Tuesday, March 21, 2006

this dress


I am surprised today, walking across the flagstones, reaching into the sleeve of my gray sweatshirt for the black band to tie my hair back, and it is not there. It is always there, an elastic around my right wrist, always my right so I can reach in with my left. It is always there, like the black sweater I used to wear, one in a long line of black sweaters which were not really sweaters: cardigans of some thin acrylic that was ribbed and clung to dirt. I was always leaving them in theatres and on the back of chairs. My friend used to say every time she saw me in that sweater, she wanted to snatch it off my back and wash it.

I wore this dress today.

Deliberate, I choose a path that keeps me in the sun.

Chai and advice with a new friend (hi new friend!); she talks of protecting your identity as a writer.

My face is an open book. Everything I feel I wear. Protect yourself always, an older friend said once, but I am wearing my coat unbuttoned in the wind. I am without gloves, burning my fingers on the damn stove again, flushing red with cold. I could be robbed at any moment, lost, swept away.

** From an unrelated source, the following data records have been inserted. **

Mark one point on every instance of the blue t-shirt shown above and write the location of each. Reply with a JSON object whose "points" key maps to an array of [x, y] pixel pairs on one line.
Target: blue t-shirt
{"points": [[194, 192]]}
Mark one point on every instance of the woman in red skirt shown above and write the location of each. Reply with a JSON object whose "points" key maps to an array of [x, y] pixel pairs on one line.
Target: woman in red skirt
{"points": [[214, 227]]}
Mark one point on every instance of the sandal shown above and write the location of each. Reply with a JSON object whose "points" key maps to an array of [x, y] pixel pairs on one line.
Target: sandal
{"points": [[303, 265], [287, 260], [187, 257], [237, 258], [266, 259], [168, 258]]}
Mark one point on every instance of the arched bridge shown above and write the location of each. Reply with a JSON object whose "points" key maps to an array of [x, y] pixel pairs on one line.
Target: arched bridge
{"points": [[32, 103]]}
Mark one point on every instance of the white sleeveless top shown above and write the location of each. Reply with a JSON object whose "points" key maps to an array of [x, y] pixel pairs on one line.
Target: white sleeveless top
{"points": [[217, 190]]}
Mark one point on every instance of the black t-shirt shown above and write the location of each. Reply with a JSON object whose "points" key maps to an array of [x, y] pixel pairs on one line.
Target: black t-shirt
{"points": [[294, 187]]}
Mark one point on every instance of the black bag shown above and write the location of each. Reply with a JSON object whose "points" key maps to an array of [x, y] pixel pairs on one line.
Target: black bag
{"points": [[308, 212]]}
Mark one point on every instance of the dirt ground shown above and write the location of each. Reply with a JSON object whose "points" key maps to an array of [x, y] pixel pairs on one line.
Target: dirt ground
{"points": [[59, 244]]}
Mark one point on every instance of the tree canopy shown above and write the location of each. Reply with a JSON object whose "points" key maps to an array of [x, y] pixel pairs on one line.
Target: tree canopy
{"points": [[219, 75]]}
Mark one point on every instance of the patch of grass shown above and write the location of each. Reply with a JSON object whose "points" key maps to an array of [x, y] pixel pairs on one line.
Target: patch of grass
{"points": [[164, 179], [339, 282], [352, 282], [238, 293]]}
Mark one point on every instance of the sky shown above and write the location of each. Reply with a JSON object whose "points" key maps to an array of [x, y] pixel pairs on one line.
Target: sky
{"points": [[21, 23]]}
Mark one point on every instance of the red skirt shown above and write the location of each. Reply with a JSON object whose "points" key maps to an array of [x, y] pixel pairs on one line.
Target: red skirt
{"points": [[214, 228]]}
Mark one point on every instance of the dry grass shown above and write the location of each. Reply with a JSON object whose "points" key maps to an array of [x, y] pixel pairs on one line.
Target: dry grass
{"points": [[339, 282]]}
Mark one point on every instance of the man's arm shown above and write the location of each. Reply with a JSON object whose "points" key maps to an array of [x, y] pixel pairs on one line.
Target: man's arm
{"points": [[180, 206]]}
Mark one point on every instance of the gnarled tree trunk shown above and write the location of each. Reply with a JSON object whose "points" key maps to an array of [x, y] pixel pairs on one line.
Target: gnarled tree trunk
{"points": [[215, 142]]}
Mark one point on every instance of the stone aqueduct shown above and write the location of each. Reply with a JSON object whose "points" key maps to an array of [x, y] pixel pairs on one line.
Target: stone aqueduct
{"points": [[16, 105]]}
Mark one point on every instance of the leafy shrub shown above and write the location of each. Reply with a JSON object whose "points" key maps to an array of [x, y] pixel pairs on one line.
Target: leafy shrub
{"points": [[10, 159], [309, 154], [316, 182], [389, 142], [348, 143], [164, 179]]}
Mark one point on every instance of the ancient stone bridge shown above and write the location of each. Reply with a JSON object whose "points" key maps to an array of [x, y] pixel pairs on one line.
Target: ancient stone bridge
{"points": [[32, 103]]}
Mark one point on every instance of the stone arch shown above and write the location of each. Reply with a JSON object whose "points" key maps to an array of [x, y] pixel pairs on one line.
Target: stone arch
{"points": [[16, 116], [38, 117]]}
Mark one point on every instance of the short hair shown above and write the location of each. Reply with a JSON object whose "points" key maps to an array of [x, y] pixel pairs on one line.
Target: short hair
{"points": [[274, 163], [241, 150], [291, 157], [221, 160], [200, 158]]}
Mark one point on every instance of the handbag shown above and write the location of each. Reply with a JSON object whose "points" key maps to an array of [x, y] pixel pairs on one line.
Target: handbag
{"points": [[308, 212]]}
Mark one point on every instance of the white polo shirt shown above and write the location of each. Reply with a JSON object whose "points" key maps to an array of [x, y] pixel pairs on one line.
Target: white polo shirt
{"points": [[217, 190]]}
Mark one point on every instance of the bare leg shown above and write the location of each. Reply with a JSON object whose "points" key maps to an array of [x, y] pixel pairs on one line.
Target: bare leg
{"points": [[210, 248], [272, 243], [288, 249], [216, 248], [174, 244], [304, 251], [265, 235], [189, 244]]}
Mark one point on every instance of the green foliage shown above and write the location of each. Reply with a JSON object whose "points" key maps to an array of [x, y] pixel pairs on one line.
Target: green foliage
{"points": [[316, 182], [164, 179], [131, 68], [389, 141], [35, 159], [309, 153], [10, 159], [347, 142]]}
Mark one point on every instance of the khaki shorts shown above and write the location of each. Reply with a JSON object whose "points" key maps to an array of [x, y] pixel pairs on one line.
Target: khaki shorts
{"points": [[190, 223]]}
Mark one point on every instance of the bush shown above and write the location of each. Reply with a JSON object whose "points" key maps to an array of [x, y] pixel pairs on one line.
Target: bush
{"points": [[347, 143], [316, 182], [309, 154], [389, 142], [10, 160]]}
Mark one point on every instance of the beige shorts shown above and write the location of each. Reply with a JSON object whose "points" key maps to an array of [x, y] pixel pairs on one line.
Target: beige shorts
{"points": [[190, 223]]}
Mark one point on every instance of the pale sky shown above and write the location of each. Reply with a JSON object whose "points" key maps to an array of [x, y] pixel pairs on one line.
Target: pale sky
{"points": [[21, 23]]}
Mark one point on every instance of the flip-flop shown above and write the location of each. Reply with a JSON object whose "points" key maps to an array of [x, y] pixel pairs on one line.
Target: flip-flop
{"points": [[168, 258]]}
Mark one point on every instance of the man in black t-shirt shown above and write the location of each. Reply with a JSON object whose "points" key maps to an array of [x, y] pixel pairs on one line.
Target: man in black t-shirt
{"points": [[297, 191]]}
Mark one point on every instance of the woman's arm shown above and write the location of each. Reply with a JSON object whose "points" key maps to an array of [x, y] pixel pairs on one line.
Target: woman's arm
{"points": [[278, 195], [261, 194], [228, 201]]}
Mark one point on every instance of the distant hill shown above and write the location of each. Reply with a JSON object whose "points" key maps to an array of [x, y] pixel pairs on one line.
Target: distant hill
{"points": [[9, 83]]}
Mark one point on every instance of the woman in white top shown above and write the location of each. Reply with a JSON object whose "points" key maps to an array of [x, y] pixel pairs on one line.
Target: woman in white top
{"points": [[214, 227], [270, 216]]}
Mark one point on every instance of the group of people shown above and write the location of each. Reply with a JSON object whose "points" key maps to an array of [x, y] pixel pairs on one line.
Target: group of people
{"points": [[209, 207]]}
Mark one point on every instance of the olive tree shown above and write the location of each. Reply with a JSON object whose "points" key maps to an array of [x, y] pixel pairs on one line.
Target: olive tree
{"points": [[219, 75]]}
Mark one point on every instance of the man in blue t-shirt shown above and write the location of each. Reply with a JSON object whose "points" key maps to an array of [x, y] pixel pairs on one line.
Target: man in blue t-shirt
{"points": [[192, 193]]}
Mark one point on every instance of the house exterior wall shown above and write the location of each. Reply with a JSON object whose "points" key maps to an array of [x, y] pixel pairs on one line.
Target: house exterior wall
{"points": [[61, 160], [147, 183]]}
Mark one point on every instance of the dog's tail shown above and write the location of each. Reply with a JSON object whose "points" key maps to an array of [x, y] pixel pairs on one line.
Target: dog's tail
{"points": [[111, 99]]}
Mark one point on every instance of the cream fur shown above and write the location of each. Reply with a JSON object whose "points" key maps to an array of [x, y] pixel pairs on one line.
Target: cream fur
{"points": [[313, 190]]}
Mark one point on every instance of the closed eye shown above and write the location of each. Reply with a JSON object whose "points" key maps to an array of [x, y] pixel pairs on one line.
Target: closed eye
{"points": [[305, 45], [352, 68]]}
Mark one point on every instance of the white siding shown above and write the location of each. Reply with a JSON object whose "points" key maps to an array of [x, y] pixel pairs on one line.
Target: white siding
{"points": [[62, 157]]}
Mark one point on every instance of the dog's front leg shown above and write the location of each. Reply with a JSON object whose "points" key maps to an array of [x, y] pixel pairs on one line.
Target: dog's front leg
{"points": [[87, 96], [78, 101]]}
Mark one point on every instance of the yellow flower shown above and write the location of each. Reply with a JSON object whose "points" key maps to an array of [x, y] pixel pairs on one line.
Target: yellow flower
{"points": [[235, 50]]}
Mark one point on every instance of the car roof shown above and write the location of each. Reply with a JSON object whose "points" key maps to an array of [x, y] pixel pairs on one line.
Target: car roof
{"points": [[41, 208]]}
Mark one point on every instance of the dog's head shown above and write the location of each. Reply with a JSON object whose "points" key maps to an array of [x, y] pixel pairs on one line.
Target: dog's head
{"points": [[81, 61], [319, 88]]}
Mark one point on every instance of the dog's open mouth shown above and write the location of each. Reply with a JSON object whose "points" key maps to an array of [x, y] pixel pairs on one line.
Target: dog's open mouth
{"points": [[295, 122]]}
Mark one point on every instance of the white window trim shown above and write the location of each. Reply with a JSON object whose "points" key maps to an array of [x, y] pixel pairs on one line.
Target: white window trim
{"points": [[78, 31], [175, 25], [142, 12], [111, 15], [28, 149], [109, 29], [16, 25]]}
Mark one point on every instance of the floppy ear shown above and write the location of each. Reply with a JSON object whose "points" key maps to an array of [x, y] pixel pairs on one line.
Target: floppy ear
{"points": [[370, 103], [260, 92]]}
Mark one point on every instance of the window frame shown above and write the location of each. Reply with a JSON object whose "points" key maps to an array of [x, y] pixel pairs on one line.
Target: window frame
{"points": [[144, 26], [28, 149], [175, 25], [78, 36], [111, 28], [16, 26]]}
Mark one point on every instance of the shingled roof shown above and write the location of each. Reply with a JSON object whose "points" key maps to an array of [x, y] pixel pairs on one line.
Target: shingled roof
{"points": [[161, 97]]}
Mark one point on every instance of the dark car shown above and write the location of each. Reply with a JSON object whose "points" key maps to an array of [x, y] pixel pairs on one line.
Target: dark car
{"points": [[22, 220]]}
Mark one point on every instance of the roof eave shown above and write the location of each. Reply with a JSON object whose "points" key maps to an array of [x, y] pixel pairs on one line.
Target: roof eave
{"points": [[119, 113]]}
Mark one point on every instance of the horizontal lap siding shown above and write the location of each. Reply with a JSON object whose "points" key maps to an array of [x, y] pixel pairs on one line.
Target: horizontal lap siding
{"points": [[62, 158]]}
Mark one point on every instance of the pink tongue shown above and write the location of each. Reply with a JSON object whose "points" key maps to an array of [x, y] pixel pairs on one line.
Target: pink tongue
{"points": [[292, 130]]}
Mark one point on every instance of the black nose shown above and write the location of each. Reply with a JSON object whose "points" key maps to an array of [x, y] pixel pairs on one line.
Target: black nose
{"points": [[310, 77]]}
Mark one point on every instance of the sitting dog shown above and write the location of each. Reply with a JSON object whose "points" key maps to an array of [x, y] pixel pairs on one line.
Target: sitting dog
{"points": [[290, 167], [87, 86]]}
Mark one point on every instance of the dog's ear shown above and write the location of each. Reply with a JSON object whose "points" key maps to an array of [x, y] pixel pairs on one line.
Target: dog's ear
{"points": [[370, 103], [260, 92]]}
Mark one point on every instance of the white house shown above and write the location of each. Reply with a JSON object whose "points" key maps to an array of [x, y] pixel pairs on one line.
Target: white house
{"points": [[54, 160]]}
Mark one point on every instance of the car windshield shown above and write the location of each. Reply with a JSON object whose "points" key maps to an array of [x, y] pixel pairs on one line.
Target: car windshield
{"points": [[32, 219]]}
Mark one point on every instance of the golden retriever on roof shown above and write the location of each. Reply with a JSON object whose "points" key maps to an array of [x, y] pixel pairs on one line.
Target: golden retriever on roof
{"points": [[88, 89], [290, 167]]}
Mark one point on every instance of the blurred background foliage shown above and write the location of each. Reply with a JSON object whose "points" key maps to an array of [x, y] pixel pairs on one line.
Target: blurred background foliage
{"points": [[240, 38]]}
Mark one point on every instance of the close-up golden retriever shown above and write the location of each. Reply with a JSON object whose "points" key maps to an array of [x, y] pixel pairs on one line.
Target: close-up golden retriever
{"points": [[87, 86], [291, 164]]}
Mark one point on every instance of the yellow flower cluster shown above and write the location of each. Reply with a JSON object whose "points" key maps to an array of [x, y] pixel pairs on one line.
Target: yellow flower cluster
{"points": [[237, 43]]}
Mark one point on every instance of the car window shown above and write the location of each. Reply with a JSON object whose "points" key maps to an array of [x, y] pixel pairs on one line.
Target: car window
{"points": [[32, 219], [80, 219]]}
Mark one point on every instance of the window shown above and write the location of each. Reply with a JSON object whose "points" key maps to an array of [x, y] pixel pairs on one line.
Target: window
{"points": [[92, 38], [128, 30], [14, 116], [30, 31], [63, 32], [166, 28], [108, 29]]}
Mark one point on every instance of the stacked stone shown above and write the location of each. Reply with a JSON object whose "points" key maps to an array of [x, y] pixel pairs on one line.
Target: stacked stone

But it has not happened yet.

There are so many beautiful people in the world.

The security guard and I have semiotic relationship. He looks up from his reading when I enter in the morning and nods. He approves, was at first surprised then delighted that I showed up so much. I show up so much, you see. He looks in my bag to check for stolen books, but he is not looking hard anymore. He sees the water bottle, the banana, the tomato soup, and says nothing.

Soon, I will smuggle out a circus elephant.

On my path in the sun, I saw an elderly man in a trench coat with a closed blue umbrella he was using as a walking stick. I saw him through gaps in the stone pillars, clockwork striding like a palace guard. An Asian girl whizzed by on her bicycle, her hair back in a sideways bun, green glasses, holding out her arms.

There are so many beautiful people in the world. How would anyone--?